Because if they are as negligent as some insist, I fail to see how helpful a new instruction from Rome will be, if it is simply added to the dusty pile of ignored instructions.
Likewise, even if the formators and gatekeepers do their jobs, I take Tim's concerns with my views to mean that that is still not enough. A further step is needed, to exclude men with a same-sex orientation from the get-go. (And if that's not Tim's position, we may not actually disagree in substance, but perhaps misunderstand each other.)
Second, if Tim thinks I'm advocating seminaries as places of "therapy" or "treatment" for disordered guys, I am sorry my original post was insufficiently clear on this point, and I am happy to clarify it.
No one should be admitted to the seminary who doesn't have his act together, including in relation to his own sexuality. So Tim and I agree, the seminary isn't a place of "therapy" for people who aren't committed to chastity.
So when I said, "this should be that place," I wasn't saying seminaries are places to "fix" guys who aren't chaste, but it should be the place where chaste guys are reinforced in their chastity. Big difference. (Please remember, I was addressing the supposition that an all-male seminary is a near occasion of sin for same-sex-oriented men.)
And my point was, if they happen to have homosexual feelings, a seminary of guys properly screened, properly formed, is a healthy, chastity-affirming setting, not a "seething cauldron of pent-up testosterone" to use Father Jim Tucker's colorful phrase.
So to Tim's question--what should the ratio of homosexual to heterosexual be?
Well, I don't know, and other than those who say "zero," I don't know who knows. And--by the way--if Rome doesn't take the "zero" position, then I have no idea how Rome would answer Tim's question, either.
This may not be a satisfactory answer, but--I'd say with the proper admissions and formation scrutiny, and recruitment, I don't think this becomes an issue.

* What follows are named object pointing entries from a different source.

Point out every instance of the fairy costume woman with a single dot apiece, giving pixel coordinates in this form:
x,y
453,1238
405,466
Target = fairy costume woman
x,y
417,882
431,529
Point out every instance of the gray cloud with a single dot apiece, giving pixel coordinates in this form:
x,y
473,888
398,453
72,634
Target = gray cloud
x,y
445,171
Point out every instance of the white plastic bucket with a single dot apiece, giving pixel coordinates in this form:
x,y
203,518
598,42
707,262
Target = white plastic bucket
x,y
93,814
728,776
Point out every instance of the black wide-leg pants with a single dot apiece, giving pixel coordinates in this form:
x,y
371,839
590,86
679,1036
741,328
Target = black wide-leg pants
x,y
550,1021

All I can cite is my own experience. When in the seminary, I had no idea of who might be same-sex-oriented, although I figured there had to be some, so naturally I might wonder about this or that guy. But it's not like I had anything obvious; there were no flamers. Here's a guy who likes opera and show tunes--only he was a widower, married 20 years. Here's a guy who had an odd mannerism (nothing flagrant); only he talked about the girls he went out with in college. Could have been lying. How can I know?
I hinted, but didn't say directly, what I think about a possible policy completely forbidding same-sex-attracted seminarians. I do have reservations about such a policy, in part because I'm having a hard time seeing how it would be articulated, enforced, and how effective that would be--including the inevitable incentives created and unintended consequences. I think the practical difficulties of actually framing such a policy may explain why it's still "in the works." Making it concrete is not easy to do.
Even assuming the strictest possible likely policy, I honestly don't know if I will think that a good or bad idea. I can see arguments both ways, and reservations both ways.
And after all, it all depends on what, if anything, actually emerges. I am not so bright that the reservations I can come up with won't have occurred to the folks in Rome, too.
Finally, if anything emerges, it may end up being more or less what I tend to favor: not total exclusion of same-sex-oriented men, but close scrutiny and a high standard for commitment to celibate chastity.
If anyone is concerned that I'm going to undermine the authority and unity of Mother Church over a policy disagreement, I can assure you that's not my style.
If I may, I publicly swore an oath of fidelity to the Church, and all her teachings, even those not infallibly defined, on two occasions: first, prior to being ordained a deacon, and second, upon my installation as a pastor. In addition, I made a solemn promise at both ordinations, to obey my ordinary, and I renew that every year. Anyone who cares to say I have failed in any of those oaths is welcome to say so; otherwise, I think I'm entitled to the benefit of the doubt.